The Wealth of Nations as Booker's Seven Basic Plots Analysis Plot

Christopher Booker is a scholar who wrote that every story falls into one of seven basic plot structures: Overcoming the Monster, Rags to Riches, the Quest, Voyage and Return, Comedy, Tragedy, and Rebirth. Shmoop explores which of these structures fits this story like Cinderella’s slipper.

Plot Type : Overcoming the Monster

Anticipation Stage and "Call"

Our hero Adam Smith is convinced that something is not quite right with the world. He feels "called" from his everyday life to write a book that will help Britain become the wealthiest country on earth. And it's all about convincing the government to take its dirty hands off the economy and to just let things work on their own. It's the economic equivalent of taking training wheels off of a bicycle.

Dream Stage

Smith takes us into a wonderful world where everyone uses money to buy and sell the goods they need to live the most fulfilling lives they can. It's not like everyone is rich, but even the poorest people in society live better lives than some of the richest people in the undeveloped countries of the world.

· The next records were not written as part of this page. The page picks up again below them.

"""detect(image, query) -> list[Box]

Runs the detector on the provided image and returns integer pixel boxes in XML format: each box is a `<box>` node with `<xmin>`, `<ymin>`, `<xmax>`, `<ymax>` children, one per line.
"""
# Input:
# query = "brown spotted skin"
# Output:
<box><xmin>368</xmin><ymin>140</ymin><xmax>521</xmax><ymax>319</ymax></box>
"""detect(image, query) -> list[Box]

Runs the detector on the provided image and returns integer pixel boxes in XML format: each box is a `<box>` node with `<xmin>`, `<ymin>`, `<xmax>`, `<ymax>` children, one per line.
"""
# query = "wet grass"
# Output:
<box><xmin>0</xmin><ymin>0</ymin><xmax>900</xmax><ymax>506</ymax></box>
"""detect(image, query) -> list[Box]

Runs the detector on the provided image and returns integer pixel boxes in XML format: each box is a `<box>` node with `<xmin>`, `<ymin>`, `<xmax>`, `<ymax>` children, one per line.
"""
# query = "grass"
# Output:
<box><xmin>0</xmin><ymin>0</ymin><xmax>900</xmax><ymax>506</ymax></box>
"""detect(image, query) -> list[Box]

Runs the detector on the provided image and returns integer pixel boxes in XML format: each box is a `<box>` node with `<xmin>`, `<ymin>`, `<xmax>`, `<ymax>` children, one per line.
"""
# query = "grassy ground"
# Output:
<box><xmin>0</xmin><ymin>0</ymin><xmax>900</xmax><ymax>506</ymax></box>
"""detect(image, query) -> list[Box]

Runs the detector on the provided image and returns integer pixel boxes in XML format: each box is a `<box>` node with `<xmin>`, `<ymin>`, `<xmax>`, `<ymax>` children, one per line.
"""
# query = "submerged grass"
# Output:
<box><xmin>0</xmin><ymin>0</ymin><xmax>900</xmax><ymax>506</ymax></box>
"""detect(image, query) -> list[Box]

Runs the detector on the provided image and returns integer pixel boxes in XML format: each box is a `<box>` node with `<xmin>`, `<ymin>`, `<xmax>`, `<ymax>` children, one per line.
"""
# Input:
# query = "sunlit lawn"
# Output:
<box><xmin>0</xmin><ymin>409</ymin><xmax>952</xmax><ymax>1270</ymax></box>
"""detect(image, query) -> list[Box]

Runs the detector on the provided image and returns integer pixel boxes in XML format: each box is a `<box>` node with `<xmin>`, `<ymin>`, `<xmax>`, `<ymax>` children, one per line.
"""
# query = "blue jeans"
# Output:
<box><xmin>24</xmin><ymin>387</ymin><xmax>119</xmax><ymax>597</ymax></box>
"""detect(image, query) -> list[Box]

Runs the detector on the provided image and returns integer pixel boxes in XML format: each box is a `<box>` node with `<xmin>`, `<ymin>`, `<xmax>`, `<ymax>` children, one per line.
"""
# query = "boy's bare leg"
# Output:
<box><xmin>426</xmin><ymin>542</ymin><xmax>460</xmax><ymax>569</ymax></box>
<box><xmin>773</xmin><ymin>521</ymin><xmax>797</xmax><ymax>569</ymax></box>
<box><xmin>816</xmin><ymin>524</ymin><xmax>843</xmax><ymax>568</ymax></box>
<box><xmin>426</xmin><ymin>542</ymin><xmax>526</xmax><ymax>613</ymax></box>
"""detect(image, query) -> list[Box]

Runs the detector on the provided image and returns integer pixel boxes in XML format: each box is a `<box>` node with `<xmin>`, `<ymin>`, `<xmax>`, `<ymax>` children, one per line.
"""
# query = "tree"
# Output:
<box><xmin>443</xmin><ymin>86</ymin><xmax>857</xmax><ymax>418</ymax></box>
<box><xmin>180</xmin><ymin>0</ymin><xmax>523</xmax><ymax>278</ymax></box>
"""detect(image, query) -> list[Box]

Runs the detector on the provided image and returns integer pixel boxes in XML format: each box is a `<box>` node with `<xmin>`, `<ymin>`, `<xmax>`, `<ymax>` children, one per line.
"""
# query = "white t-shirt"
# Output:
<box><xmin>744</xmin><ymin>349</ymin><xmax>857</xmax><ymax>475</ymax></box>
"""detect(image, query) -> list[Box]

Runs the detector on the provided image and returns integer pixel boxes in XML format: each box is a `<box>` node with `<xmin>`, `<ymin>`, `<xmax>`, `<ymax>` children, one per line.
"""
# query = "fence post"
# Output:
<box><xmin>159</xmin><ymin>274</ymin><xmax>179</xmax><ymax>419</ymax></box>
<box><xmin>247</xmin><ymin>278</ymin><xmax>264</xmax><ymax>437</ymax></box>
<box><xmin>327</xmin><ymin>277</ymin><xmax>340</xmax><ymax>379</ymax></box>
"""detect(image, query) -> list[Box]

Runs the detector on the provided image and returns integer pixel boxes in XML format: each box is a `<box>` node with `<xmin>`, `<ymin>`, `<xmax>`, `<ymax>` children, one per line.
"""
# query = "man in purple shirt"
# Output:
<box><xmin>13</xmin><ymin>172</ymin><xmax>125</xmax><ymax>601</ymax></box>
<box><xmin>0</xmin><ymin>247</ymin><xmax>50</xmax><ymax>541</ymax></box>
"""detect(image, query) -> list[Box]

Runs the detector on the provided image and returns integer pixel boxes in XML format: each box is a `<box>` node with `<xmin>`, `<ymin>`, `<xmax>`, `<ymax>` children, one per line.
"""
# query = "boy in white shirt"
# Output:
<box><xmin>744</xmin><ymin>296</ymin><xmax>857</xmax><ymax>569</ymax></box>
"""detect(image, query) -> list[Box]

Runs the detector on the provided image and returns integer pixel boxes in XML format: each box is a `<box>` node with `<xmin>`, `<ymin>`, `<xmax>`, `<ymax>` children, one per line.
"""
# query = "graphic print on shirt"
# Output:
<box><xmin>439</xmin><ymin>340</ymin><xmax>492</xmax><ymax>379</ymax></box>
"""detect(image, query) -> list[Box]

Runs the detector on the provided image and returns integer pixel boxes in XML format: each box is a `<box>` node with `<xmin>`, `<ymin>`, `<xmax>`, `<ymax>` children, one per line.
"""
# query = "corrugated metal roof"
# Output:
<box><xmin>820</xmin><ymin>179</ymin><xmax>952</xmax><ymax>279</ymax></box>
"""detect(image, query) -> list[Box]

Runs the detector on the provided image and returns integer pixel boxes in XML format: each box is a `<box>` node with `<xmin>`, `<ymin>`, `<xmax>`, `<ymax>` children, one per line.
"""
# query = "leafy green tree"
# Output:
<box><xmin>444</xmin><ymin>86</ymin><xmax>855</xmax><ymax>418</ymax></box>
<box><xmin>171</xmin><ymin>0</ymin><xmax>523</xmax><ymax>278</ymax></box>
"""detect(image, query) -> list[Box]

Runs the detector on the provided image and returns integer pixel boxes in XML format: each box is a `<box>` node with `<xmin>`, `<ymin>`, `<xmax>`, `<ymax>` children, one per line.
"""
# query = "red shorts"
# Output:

That's because it's totally possible for the whole country to get richer at the same if the people keep competing to produce better goods more cheaply. Because when you think about it, making more money isn't the only way to become wealthier. You can also become wealthier if the cost of everything goes down and you keep making the same amount of money.

Frustration Stage

Unfortunately, Adam Smith's vision of a truly free market is only a dream. The reality is that the British government still interferes a lot in the economy, putting crazy restrictions on foreign goods and encouraging exports even when it makes no sense to do so.

It's all because Britain thinks it can only get richer if other countries get poorer. But as Smith reminds us, none of this makes sense because free trade can make all of the participants richer at the same time.

Nightmare Stage

In case we didn't realize how bad things were, Adam Smith gives us a clear idea of just how inefficient and immoral Britain's economic system is. For starters, it's based completely on the immoral destruction of human freedom, because Britain has overseas colonies where it uses slaves for labor on land that the colonizers have stolen from the original inhabitants. It's all one huge tangle of horror, since it accomplishes the double outrage of ruining human freedom while making Britain poorer than it would be if it just left its colonies to be free.

The Thrilling Escape from Death, the Death of the Monster

By the end of the book, Adam Smith has become utterly convinced that his arguments about human freedom and economic policy are correct. Unfortunately, this story of overcoming the monster doesn't have the happy ending that most do. That's because Smith isn't yet sure of how people will react to his ideas. He's pessimistic about his future success.

But history would ultimately give him a happy ending, as his book would become a bestseller and would become the most influential economics book of the modern age.